73093 - Theoretical Informatics (1) (LM)

Academic Year 2023/2024

  • Docente: Aldo Gangemi
  • Credits: 6
  • SSD: INF/01
  • Language: Italian
  • Teaching Mode: Traditional lectures
  • Campus: Bologna
  • Corso: Second cycle degree programme (LM) in Philosophical Sciences (cod. 8773)

Learning outcomes

At the end of the course, the student knows the principles of computability and the principles for solving problems efficiently. The student is able to understand and use the main data structures for organising information and algorithms for computationally related tasks.

Course contents

The course consists of frontal lectures. Each lecture introduces a specific topic. The lectures are associated with hands-on sessions.

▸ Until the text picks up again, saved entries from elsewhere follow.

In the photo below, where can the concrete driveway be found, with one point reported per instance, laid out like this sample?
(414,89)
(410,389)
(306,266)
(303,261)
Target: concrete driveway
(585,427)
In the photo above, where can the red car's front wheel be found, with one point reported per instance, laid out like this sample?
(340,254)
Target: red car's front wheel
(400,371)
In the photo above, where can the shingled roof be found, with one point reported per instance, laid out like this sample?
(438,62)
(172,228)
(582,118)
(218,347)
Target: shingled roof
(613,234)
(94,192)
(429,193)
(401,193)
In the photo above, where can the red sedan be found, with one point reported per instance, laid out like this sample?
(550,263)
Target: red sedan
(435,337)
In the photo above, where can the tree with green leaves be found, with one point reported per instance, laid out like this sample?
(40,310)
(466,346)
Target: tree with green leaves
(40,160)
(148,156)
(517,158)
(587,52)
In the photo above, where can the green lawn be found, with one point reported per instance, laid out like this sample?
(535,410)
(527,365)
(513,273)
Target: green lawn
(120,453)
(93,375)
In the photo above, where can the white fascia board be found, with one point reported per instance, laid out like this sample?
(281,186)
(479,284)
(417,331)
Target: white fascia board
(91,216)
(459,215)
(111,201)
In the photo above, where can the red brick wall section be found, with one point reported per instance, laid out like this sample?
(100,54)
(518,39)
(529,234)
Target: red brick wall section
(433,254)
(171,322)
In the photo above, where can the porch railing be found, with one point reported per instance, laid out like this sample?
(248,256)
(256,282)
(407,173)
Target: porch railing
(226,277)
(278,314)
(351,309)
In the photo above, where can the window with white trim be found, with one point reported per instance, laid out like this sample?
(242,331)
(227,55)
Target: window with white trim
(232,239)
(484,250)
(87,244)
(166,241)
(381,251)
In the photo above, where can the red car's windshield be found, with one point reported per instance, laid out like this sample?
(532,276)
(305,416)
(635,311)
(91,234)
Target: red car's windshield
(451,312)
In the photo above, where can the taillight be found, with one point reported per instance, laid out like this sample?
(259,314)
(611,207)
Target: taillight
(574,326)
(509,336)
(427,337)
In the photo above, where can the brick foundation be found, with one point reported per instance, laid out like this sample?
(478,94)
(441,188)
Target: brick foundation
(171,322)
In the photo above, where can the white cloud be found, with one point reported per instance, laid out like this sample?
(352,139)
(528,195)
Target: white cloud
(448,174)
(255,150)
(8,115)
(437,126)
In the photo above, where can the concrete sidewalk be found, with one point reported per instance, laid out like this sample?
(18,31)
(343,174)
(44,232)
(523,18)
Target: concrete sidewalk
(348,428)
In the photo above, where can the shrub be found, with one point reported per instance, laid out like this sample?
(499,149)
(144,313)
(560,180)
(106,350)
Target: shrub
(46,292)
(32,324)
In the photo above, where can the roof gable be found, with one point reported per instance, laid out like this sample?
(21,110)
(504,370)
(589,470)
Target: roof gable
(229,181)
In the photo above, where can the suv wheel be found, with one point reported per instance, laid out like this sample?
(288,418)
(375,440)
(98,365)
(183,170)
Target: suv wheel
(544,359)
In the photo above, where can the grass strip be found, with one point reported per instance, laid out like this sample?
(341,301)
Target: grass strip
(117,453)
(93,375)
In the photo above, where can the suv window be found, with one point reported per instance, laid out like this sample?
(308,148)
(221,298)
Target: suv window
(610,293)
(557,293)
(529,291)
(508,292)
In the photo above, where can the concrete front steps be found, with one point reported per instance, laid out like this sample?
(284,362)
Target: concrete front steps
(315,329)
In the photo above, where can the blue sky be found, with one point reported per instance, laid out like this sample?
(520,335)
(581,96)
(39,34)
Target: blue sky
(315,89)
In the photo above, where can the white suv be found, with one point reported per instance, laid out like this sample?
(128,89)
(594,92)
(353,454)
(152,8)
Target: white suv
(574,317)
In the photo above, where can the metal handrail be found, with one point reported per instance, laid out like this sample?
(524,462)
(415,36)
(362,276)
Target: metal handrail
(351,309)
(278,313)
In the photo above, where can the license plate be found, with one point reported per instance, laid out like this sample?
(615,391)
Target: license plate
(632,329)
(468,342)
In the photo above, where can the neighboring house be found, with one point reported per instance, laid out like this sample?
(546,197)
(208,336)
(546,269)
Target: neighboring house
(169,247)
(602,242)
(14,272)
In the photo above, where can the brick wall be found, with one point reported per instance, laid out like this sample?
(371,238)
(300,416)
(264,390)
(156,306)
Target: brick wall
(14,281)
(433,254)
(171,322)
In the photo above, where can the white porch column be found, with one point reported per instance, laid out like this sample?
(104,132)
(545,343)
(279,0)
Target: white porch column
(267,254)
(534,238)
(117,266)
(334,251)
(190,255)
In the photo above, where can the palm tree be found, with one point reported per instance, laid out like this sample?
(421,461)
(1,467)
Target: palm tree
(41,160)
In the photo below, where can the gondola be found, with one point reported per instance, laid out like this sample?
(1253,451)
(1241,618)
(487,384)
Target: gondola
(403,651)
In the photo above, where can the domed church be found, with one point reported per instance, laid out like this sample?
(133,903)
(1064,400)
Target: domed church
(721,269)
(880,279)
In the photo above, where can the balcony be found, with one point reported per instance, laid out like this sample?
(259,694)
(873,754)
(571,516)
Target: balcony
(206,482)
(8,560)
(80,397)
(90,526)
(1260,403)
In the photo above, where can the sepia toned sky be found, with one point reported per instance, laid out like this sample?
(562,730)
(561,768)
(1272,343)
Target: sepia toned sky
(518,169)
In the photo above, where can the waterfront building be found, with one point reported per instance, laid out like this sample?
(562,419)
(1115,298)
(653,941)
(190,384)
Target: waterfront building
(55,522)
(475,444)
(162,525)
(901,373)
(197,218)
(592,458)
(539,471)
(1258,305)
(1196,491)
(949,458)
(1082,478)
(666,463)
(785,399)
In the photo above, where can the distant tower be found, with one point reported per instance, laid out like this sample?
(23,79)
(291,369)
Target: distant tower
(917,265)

List of lectures (reduced and adapted from Silvio Peroni's Computational Thinking course):

  • Introduction to Computational Thinking
    - Comparing natural languages and programming languages
    - Abstraction: the main tool of Computational Thinking
  • Algorithms
    - What is an algorithm?
    - How to develop an algorithm: flowcharts
    - A basic algorithm: input, process, decision, output
  • Computability
    - The computational cost of an algorithm
    - The halting problem
    - Assessing the output: test-driven development
  • Programming Languages
    - A basic Python algorithm with variables, assignments, and conditional statements
  • Ordered data structures
    - Data structures
    - List
    - Stack
    - Queue
  • Brute-force algorithms
    - Iterations: for and while constructs
    - Linear search
    - Insertion sort
  • Unordered data structures
    - Infinite data structures?
    - Set
    - Dictionary
  • Recursion
    - An intuition
    - Recursive approaches and algorithms
  • Divide and conquer algorithms
    - Ordering billions of books
    - Merge sort
  • Trees
    - Genealogy and document markup
    - Trees
  • Graphs
    - Königsberg bridges
    - Graphs

Readings/Bibliography

(Sections of) the "Computational Thinking and Programming book" that has been created by Silvio Peroni for the Computational Thinking course.

Teaching methods

Frontal classes and hands-on sessions.

Assessment methods

A written test for assessing the competences acquired by the students on the topics of the course.

Teaching tools

Silvio Peroni's GitHub repository of the course will be freely used to exemplify and exercise over the contents of the course.

A group in a messaging application will be set for informal interaction among students, and with the teacher.